Let me tell you a story.

It’s a story about a little girl who grows up and is supposed to find herself, just like many stories are.

So what’s the good of hearing yet another rehashed version of every story ever? I don’t know!

But here it is anyway, take it, how you need it:

A girl grew up in an ordinary house in an ordinary forest, but she didn’t know this yet. Her eyes were not yet opened like you and me, and she could still see fairies and other magic things, flittering through the branches of her favorite, secret spots in the woods.

Her ordinary house sat next to an ordinary farm. This meant that the little girl’s little youth was full of stray cats that would appear out of nowhere, only to disappear into nowhere back again.

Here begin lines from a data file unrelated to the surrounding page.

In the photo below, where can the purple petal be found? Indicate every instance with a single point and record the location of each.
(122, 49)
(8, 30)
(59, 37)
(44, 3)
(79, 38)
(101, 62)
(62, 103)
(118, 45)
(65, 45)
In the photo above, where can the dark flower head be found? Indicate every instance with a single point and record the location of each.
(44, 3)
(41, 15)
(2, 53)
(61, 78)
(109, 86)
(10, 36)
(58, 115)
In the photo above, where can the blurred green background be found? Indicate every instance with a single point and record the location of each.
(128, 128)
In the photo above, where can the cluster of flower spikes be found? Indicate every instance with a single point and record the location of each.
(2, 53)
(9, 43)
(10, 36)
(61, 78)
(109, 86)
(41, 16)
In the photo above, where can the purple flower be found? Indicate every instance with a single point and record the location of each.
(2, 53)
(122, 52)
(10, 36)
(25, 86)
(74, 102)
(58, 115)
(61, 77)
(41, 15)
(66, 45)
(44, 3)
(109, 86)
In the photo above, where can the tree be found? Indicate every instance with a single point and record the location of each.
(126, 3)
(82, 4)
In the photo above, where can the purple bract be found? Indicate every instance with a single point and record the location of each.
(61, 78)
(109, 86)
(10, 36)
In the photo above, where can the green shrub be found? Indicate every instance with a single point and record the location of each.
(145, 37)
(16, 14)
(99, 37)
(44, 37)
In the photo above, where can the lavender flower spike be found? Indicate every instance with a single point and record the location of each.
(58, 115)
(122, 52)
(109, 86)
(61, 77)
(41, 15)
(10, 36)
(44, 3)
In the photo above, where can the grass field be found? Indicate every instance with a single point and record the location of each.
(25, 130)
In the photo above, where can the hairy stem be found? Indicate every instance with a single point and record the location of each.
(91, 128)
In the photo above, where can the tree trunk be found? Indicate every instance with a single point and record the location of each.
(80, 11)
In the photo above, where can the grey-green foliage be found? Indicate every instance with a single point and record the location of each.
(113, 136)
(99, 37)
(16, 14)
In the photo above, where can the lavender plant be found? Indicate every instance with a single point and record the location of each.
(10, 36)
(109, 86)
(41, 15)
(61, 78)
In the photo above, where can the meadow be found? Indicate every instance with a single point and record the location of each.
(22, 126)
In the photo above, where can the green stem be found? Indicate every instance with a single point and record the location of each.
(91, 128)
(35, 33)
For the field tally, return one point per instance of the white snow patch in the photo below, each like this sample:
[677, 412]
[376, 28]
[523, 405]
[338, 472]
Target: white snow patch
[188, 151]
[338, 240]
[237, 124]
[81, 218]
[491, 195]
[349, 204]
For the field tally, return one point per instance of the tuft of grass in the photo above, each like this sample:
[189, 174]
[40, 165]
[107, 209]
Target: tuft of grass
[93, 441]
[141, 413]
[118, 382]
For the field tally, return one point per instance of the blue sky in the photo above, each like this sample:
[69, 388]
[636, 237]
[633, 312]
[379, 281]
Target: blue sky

Her favorite of these cats was a big orange one. She chose him from a litter of kittens they found because he was the strongest. Endless summers went by, her cat tagging along beside her on her imaginary adventures.

Ponder for just a moment, on whatever days you spent, in whatever magical backyard you may have plodded through, and remember all your own dealings with beasts and people that weren’t actually there. Such was the kind of way our little heroine spent her tender years.

You may also remember, how those tender years hardened.

Was it all at once like a crack of thunder? Did it shake you to your bones? Or was it more gradual and soft, like drifting on a boat out into a lazy lake?

For our protagonist, her youth left her like a sleeking fox, stealing away unnoticed with its stolen bounty in the night. It was gone one day, without her knowing it was ever leaving. Much like the day she realized her faithful, orange cat had gone back to nowhere.

This is why we write the story of the little girl growing up, over and over again. Because in the real story she never finds herself, and we are left to wonder where it was along the long way, that we may have left ourselves too.